Example Kernel: ABC

I’m continuing my effort to build my numpyro skills, and now I’m working on a “vanilla” ABC kernel, as summarized in Algorithm 1 of Clarte et al, which I have included here for convenience

This sample method is the heart of my ABC kernel:

def sample(self, state, model_args, model_kwargs):
    def while_condition_func(val):
        distance, rng_key, proposal, n = val
        return jnp.logical_and(distance > self._threshold,
                               n < self._max_attempts_per_sample)
    def while_body_func(val):
        distance, rng_key, proposal, n = val
        rng_key, sample_key = random.split(rng_key)
        proposal = self._predictive(sample_key, *model_args, **model_kwargs)
        distance = self._summary_statistic(model_kwargs['obs'], proposal['x_pred'])  # FIXME: how do I get the observed vars?
        # for that matter, how do I resample the values of these observed vars without building it into the modeL?
        return (distance, rng_key, proposal, n+1)
    distance, rng_key, proposal, n = \
                       (jnp.inf,  # distance
                        state.rng_key,  # rng_key
                        state.z, # proposal
                        0 # iteration
    proposal['theta'] = jnp.where(distance <= self._threshold, proposal['theta'], state.z['theta'])
    return ABCState(proposal, rng_key)

What I would like to know is a better way to get the part of a model that corresponds to "observed dataset x^\star" in the pseudocode, and a better way to generate the approximate dataset x^{(i)} in the proposal.

I would appreciate any feedback on how to make this more idiomatic numpyro, as well. Thanks for all the work on this package!

Oops, here is a gist with that code in context, which I meant to include.

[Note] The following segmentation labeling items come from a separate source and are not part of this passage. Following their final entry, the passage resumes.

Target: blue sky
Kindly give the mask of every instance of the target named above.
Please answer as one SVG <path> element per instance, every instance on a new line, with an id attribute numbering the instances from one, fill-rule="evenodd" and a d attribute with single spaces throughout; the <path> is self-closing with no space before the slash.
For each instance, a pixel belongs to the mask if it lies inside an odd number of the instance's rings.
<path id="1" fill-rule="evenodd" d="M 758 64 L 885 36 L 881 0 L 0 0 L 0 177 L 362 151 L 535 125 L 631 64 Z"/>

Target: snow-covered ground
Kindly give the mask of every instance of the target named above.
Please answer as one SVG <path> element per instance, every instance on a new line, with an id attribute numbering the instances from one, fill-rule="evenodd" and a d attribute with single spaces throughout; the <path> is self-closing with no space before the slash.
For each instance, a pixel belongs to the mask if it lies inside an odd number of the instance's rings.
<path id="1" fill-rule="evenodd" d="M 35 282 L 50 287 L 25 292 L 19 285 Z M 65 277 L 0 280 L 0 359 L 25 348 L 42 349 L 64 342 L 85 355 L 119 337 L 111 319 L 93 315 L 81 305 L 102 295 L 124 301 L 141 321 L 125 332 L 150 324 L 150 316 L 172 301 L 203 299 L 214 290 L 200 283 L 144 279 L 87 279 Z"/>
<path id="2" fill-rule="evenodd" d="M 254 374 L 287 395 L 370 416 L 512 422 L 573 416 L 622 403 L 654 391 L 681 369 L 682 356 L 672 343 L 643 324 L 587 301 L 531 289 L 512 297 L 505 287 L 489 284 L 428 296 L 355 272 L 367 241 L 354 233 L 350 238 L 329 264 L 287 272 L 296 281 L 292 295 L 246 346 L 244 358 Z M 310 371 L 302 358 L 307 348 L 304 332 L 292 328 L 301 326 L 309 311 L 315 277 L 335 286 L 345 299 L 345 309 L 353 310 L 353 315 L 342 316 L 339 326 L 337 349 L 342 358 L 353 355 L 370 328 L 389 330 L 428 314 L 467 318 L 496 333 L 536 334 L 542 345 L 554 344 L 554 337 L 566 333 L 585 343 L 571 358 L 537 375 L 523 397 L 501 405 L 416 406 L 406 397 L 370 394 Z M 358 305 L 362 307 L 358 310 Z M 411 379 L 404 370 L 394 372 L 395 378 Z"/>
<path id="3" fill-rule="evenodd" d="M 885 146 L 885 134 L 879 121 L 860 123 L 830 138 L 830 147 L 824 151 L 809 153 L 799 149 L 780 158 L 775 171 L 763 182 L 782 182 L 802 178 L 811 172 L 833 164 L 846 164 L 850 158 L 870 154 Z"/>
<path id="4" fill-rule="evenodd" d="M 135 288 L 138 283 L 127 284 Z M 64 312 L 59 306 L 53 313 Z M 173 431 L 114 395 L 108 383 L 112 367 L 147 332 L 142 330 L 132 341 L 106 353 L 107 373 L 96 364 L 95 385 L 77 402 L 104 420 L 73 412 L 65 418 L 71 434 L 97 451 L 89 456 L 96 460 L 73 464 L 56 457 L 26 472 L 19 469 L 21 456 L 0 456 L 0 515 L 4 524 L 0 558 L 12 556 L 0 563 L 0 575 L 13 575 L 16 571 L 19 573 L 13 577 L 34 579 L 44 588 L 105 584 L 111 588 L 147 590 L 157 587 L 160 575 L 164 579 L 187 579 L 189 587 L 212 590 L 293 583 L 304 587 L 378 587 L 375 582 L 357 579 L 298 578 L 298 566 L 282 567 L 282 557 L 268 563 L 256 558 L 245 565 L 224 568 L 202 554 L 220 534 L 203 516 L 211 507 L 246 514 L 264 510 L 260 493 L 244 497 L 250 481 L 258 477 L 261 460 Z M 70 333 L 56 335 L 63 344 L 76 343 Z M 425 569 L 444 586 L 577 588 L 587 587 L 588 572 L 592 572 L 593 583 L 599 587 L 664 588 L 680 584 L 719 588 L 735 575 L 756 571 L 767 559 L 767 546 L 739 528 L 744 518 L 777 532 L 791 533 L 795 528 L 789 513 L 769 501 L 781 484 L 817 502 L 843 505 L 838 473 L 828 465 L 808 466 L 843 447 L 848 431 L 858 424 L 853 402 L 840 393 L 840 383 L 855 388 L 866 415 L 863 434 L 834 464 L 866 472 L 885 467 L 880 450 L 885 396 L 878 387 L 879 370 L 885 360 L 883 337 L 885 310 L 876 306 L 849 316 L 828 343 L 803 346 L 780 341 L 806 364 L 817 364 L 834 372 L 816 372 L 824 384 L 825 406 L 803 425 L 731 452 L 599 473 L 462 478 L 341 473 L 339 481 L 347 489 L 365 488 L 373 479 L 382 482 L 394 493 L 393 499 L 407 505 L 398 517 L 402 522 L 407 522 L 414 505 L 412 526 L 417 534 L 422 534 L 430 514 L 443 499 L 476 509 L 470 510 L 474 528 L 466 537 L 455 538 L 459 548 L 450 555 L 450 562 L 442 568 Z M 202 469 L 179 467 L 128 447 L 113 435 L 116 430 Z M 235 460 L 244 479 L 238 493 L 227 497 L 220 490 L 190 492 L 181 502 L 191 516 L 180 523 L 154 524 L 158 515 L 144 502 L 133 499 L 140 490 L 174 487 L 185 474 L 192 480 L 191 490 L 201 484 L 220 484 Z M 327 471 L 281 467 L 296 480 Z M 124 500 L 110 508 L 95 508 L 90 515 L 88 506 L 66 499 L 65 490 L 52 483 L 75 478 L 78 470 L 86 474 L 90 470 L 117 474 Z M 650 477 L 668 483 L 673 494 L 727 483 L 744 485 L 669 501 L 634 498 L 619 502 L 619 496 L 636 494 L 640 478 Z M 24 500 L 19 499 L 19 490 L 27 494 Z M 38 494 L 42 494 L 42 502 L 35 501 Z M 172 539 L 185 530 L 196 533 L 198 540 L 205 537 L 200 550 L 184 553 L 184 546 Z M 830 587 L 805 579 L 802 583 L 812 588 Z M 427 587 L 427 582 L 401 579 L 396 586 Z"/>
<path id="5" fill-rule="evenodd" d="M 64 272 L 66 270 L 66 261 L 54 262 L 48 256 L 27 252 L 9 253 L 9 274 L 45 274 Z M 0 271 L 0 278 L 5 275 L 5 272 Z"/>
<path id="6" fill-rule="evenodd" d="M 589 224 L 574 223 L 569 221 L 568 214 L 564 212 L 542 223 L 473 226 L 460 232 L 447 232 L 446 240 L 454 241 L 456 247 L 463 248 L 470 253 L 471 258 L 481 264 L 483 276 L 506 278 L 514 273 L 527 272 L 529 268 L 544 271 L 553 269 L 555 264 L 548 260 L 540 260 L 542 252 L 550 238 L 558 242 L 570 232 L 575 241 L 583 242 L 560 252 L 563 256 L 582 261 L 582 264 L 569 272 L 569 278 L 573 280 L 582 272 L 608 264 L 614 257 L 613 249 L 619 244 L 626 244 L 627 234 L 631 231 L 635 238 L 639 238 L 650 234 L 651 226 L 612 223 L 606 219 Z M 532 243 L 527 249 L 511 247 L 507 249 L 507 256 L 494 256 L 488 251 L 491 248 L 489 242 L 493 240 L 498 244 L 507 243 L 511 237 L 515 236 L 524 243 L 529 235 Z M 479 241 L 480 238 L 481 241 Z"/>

Hi @abie, to get both prior samples and its predictive observations, you can do

def model(obs):
    theta = numpyro.sample('theta', dist.Uniform(-10, 10))
    x_obs = numpyro.sample('x_obs', dist.Normal(theta, 1), obs=obs)

model_args = (obs,)
model_kwargs = {}
# Here is self._predictive logic (rather than using Predictive)
with handlers.trace() as tr, with handlers.seed(rng_seed=...), \
        with handlers.condition(condition_fn=lambda msg: msg["fn"](*msg["args"], **msg["kwargs"])):
    model(*model_args, **model_kwargs)
proposal_and_obs = {name: site["value"] for name, site in tr.items() if site["type"] == "sample"}

To get observed variables, you can do

with handlers.trace() as tr, with handlers.seed(rng_seed=0):
    model(*model_args, **model_kwargs)

obs_vars = {name for name, site in tr.items() if site["type"] == "sample" and site["is_observed"]}

Not important: maybe it’s better to have summary_statistic takes inputs as dictionaries (maps observation names to its values, which would work for models with multiple observations), rather than ndarrays.